The paper is really interesting, it shows a method to help deep neural network models to make analogies. The method is not based on a sophisticated architecture, but on what data is presented to the model. They presented contrasting cases that made abstract relational structures more salient and forced the model to learn them. The ability to make analogies is a cornerstone of human learning, intelligence and creativity. I found extremely interesting that even simple architectures of deep neural network models can learn to perform analogies. Humans learn in similar way, in the learning sciences this way of learning is known as:

The easiest possible case for coding a paper is if you find a paper that has the code, data and some results that can help you understand if you implemented it correctly. Mine didn’t have the code but it had the data, and I found code from their earlier paper: Measuring Abstract Reasoning in Neural Networks. Even when you can see the code you might not understand what’s happening with transformations and reshaping of data, neither with the main ideas of the paper, until you code it.

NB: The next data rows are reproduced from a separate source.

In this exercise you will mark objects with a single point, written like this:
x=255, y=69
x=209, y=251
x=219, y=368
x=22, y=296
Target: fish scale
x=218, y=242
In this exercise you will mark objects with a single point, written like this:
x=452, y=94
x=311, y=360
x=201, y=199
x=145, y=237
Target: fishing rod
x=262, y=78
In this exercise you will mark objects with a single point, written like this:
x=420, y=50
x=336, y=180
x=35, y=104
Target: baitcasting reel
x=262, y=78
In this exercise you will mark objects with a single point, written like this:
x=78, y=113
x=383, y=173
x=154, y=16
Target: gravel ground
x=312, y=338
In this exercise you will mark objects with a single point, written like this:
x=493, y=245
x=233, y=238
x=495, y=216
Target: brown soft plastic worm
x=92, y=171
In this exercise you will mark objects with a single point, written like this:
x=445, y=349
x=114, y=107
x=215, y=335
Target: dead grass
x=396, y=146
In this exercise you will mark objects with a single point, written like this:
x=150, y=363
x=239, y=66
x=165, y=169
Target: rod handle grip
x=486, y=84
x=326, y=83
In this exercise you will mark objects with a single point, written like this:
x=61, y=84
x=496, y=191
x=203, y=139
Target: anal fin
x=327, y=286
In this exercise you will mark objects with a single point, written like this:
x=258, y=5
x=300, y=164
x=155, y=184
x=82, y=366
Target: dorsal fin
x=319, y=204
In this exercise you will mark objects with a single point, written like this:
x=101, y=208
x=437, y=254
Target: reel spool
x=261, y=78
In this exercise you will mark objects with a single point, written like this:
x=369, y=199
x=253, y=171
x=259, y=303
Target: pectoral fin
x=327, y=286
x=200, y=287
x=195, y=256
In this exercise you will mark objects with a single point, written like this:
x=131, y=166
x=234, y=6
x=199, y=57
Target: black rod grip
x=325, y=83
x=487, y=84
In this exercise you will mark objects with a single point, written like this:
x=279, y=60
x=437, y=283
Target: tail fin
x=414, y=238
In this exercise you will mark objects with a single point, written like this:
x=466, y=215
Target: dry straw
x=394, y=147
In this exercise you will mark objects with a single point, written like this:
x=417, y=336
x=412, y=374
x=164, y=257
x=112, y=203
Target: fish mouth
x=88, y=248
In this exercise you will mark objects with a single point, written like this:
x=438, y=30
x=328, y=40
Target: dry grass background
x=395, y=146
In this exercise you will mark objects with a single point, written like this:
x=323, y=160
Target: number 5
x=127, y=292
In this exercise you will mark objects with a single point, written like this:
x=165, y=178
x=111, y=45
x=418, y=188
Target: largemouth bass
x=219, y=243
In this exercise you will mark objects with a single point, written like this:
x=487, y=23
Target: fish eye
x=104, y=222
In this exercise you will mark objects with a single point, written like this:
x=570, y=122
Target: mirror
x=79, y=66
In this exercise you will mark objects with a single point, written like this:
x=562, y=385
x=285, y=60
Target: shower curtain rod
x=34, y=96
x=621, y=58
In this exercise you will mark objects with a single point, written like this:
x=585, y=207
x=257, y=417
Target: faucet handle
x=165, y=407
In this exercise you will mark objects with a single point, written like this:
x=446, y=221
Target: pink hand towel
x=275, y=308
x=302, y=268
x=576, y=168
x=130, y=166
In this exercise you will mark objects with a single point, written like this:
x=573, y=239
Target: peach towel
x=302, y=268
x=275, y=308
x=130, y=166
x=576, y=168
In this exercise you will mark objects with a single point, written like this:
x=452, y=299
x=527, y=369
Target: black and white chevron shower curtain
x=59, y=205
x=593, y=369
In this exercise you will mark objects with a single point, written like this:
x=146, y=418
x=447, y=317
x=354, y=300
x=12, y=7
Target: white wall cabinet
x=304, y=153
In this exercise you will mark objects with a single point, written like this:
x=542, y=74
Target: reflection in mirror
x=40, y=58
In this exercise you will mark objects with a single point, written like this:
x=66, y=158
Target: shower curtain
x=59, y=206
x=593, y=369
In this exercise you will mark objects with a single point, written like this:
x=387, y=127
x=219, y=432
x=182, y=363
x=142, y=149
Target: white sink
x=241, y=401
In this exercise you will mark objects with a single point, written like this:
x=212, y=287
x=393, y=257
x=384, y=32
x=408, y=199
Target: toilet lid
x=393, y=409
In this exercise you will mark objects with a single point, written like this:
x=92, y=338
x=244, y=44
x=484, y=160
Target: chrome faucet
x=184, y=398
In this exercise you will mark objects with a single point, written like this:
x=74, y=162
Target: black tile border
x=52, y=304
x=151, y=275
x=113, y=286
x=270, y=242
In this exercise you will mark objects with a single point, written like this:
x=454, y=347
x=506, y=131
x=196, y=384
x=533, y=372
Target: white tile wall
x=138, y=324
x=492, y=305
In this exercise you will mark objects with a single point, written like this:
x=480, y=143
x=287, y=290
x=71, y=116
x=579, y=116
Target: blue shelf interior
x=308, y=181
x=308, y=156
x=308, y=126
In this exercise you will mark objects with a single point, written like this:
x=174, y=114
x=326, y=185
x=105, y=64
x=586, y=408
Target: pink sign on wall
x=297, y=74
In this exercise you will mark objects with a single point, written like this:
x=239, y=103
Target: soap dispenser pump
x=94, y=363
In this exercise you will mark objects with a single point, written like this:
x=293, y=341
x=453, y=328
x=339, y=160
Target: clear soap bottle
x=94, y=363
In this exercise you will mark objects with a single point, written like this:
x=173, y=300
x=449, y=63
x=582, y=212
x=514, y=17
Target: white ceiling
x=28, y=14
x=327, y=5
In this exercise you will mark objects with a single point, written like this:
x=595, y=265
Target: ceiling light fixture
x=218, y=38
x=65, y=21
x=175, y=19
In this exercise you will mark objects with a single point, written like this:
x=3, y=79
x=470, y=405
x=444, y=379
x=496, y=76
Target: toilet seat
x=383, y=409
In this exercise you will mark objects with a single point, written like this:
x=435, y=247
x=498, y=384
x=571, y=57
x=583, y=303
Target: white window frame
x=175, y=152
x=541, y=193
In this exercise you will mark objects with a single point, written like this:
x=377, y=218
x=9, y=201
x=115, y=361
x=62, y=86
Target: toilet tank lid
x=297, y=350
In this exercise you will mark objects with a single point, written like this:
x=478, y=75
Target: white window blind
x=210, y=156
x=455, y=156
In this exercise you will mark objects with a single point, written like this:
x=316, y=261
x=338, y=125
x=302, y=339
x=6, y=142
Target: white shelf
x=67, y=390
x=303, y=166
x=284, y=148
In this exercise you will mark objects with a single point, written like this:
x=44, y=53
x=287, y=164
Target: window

To code it, depending on how old the paper is, you might need to go to the referenced papers and gather more information. So I went through the rabbit hole, first with the previous paper: Measuring abstract reasoning in neural networks. This paper explained how the data was generated and describes important details about the model's architecture from the paper I wanted to implement.

| I like to take snapshots of the parts of the papers that are important so I can have them on my desktop and I can look at them while I'm coding. Like this I don't have to go back and find the information on the papers again and again. The figure on the top is the architecture, the figure on the left is information about the data, and the other two figures are details about the architecture. |

At this point is a good idea to hit the whiteboard (or piece of paper like me) and draw the architectures in the finest possible detail. This will help you to figure out what you understand and what you don’t. After some time, I realized I needed to go back to the rabbit hole, and find out more about Relational Networks. I browsed three more very interesting papers and I decided to start coding.

I used Colab for this part, you can see my work-in-progress architecture code here. I recommend to start with your own self-generated data until most details are hashed out. In this way you can test things faster. Try not to code the easiest part of the model first but the parts that you need to understand better. Once you have that the rest just flows.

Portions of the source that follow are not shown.